Yesterday we heard there was a huge costume party going on at Central Station, a gay club downtown. Without launching into a full sociological discussion on homosexuality in Russia, suffice it to say that opinions here are not as liberal as in America, and unfortunately many people are forced by social convention to remain closeted, and must essentially lead a double life. I have been to gay clubs in the U.S., and was interested to see what the ones here were like—especially on a night intended to be “all-out.” And I am not above dressing up my straight male friend to get in.
But as much as I gelled and bedazzled him, we were deemed insufficiently costumed for admission. I should have known when I saw another entrance reject, tripping balls and wearing nothing but a glow stick, glitter, and leather leggings. But as Central Station is on Dumskaya Street, essentially the nightlife district, there was no shortage of alternatives and we ended up at Bar Fidel (as in, Castro). It had a good atmosphere (not literally; I think my coat may permanently smell like smoke because there was no coatroom), and reminded me of my mom’s descriptions of clubs in the 80s.
I’m going to be honest…Russians are terrible dancers. Russian women pride themselves on their icy, sophisticated appearances, all fox fur and disdain and leather stilettos, but get them on the dance floor and suddenly…it’s middle school homecoming. By which I mean, awkward wiggling with too much elbow, with a default to pogo-dancing on the loud songs and singing along to the few lyrics they understand. But at the same time, they still look like they’re having a great time. In some ways, it was actually preferable to some American clubs, full of palpable sexual frustration and self-consciousness. It was actually refreshing.

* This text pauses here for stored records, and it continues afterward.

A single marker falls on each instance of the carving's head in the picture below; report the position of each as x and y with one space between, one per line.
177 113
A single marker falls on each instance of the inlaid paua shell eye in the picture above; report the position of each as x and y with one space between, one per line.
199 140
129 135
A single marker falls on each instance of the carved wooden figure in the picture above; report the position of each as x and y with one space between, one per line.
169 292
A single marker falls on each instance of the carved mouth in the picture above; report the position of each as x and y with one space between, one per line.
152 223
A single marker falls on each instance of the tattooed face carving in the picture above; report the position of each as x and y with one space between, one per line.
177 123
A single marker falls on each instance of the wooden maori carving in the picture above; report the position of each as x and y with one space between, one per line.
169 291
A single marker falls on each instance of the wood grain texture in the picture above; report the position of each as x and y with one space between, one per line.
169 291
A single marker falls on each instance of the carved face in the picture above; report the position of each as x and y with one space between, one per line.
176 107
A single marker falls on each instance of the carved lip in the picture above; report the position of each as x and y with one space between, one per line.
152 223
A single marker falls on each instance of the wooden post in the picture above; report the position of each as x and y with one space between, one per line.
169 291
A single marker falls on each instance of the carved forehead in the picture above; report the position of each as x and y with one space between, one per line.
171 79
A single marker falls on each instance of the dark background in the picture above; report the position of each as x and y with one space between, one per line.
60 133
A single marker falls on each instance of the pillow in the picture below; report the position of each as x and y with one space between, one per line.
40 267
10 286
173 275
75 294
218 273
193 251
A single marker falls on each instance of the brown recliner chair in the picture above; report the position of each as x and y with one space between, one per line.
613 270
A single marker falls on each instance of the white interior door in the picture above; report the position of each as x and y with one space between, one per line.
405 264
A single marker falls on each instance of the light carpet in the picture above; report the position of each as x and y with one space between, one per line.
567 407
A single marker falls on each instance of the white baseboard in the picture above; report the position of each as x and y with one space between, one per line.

The playlist was hilarious—a truly bizarre mix of Soviet-era rock and American songs from the late 70s through the 90s (think Madonna, Van Halen, Beck, Journey, Blink-182, Bon Jovi, and Chumbawumba). In addition to this, there were strange but delightful forays into other generations and genres, from the comparatively recent “Golddigger” all the way to “Ticket to Ride” and even “Twist and Shout.” We never quite hit Cole Porter, but after they started adding Russian folk songs, I would not have been surprised.